I’m beginning to see what he’s talking about. It’s not so much that you approach everything thinking that the glass has been drunk dry, but rather that you have a chance to pour yourself a cold one. To make your own winnings. That you can make something for yourself. How incredibly attractive. I mean really, if I knew that every time I walked into a bar (or any setting that revolves around winning) I would walk away a richer man, all because of the way I thought, I would never leave the house in a bad mood. I would know, that no matter when I got home, or what I did during the day, that my outlook, my electro-magnetism, played an enormous part. I made my own fate play into what I wanted it to be. I changed my day according to my outlook. It may not work the way you want it to every time, but damn it, the times that it does, would be so much sweeter. It would be something akin to knowing the answers to the test the night before. Anyway, I may still approach the bar stool with thoughts of depression, but for the first time I’m beginning to see how maybe you wouldn’t. Maybe Kris really is onto something. Maybe I’m going to finally understand what it means to be on a winning streak. Maybe the glass is full. Maybe it’s just my electro-magnetism.



[1] See when I say toxic I mean the fact that I am way too young to be thinking about having children or even being married. I understand that some people my age feel differently, but come on, I don’t even think of myself as grown up, so how could I possibly think that I am capable of taking care of a wife and children? Thus being married with children is not awesome. At least right now.

[2] For those unaware, a cooler is one of those un-lucky types that will never win a hand and, consequently, causes all those around them to lose their hard-earned cash. It’s an unfortunate lot to be. I believe there was a movie about it starring William H. Macy. He’s a pretty all right actor.
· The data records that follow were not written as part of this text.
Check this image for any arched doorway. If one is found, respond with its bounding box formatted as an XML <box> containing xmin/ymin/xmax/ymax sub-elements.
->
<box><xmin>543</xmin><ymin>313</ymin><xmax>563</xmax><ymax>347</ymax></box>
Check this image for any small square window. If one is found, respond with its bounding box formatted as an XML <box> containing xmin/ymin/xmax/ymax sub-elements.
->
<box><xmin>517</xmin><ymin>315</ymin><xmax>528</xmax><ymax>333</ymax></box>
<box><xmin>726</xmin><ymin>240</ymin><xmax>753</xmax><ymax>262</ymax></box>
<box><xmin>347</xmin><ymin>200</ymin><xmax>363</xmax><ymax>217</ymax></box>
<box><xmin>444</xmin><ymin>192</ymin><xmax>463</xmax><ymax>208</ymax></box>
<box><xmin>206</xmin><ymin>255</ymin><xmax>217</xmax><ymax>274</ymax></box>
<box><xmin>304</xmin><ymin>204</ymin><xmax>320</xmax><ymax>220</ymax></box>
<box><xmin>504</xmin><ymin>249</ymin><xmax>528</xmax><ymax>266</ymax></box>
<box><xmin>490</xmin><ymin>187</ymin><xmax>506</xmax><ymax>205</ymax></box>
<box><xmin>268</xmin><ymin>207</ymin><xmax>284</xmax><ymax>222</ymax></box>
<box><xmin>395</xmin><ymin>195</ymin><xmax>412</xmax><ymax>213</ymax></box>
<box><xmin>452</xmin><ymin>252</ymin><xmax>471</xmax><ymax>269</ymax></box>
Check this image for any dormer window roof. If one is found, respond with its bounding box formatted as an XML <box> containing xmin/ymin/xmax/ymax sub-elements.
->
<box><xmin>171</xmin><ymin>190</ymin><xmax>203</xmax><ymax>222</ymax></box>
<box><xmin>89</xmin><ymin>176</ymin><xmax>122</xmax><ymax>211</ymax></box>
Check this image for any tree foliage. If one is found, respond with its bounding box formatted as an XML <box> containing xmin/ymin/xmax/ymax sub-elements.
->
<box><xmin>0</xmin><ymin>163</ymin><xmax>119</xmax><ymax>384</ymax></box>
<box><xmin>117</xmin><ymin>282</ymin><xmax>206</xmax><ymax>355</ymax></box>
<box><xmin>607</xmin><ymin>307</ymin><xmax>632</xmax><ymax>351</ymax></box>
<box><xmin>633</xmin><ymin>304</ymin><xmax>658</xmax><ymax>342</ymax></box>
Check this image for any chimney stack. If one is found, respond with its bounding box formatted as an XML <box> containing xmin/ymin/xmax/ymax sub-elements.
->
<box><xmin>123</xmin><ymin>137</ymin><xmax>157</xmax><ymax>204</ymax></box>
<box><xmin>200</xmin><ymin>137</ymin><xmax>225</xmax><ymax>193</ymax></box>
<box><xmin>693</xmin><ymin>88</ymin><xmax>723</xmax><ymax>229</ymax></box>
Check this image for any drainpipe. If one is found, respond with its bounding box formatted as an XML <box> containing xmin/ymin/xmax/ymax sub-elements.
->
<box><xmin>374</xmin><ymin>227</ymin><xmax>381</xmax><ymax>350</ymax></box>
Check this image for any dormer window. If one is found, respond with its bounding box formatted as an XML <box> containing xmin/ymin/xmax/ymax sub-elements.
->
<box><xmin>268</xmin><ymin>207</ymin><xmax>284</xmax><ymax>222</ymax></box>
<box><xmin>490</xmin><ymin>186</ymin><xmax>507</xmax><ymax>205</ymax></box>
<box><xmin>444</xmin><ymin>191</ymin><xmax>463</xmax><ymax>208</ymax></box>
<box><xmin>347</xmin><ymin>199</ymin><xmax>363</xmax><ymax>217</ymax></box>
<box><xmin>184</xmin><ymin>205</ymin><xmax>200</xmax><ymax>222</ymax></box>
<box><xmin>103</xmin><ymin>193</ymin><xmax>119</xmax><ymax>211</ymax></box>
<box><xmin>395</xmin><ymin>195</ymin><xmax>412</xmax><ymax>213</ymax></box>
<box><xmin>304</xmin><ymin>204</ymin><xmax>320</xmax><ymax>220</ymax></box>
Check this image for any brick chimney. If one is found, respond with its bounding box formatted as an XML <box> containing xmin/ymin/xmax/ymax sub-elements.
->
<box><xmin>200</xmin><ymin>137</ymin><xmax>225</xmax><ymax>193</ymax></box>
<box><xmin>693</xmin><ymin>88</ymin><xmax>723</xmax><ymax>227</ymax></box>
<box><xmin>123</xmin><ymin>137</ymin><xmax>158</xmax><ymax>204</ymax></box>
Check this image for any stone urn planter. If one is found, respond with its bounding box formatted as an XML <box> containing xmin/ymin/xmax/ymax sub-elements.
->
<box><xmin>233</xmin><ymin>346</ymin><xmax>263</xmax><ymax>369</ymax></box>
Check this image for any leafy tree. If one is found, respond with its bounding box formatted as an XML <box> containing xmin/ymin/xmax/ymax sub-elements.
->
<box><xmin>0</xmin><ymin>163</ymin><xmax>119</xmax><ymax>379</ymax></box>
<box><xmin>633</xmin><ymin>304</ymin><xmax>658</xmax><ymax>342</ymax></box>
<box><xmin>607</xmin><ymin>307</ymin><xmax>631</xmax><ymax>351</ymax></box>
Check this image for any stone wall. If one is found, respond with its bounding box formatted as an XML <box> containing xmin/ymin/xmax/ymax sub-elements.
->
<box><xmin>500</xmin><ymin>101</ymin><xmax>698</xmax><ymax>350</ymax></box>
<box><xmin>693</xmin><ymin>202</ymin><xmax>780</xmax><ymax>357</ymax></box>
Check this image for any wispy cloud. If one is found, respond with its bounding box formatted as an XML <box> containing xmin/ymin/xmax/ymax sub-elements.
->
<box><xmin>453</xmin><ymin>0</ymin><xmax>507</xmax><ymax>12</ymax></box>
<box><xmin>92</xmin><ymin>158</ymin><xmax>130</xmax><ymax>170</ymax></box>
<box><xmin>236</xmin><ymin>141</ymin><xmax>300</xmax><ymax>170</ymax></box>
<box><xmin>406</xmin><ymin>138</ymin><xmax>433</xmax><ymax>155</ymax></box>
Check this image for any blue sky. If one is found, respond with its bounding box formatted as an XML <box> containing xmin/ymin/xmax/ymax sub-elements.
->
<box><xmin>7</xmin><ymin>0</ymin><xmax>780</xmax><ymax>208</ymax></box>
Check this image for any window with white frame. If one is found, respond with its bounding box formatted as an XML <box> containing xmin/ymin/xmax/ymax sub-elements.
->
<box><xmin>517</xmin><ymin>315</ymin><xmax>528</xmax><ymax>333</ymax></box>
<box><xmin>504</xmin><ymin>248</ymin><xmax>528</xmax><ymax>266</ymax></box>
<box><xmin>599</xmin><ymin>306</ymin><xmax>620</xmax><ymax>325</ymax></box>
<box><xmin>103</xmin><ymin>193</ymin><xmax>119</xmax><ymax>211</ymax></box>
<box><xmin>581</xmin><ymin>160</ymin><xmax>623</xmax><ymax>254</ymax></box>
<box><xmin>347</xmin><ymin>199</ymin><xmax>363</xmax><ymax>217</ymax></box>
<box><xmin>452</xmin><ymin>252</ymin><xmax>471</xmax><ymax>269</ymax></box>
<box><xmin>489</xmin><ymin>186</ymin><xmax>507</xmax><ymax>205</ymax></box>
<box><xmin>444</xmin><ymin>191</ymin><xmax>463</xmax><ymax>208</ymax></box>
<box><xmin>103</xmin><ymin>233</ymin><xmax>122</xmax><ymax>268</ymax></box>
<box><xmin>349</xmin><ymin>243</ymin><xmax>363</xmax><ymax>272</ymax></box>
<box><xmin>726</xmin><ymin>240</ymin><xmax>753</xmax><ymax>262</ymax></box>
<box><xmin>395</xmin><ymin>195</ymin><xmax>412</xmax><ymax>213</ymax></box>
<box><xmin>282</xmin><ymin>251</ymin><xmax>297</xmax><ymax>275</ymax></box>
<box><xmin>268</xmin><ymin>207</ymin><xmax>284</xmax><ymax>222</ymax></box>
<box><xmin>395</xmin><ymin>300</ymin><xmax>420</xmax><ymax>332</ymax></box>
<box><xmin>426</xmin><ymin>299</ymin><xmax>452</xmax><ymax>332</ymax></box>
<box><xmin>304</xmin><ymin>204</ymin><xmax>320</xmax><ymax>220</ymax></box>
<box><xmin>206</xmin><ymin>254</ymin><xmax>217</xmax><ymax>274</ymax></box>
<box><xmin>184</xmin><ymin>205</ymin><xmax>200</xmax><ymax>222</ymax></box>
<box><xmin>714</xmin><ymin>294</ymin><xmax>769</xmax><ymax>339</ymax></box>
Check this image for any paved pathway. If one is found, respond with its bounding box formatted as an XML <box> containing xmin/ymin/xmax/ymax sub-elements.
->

[3] And what I mean by this is the fact that, or at least from what I’ve seen, most of the kids my age will believe anything that they can so long as it makes them feel better about the decisions they make. A personal outlook will not coincide with what a lot of society tells us that we should or should not have. Companies will tells us that happiness lies in credit cards, or TV’s, or game consoles. A personal outlook that preaches the belief in positive thinking will not gel, namely because that moves away from the kind of hive thinking popular culture thrives on. Kris does not know what the number one single in America is. He is okay with this. He does not need to be “hip” or to think what Maxim tells him to think.

[4] Coolers only cool while in close proximity. Or at least I think so.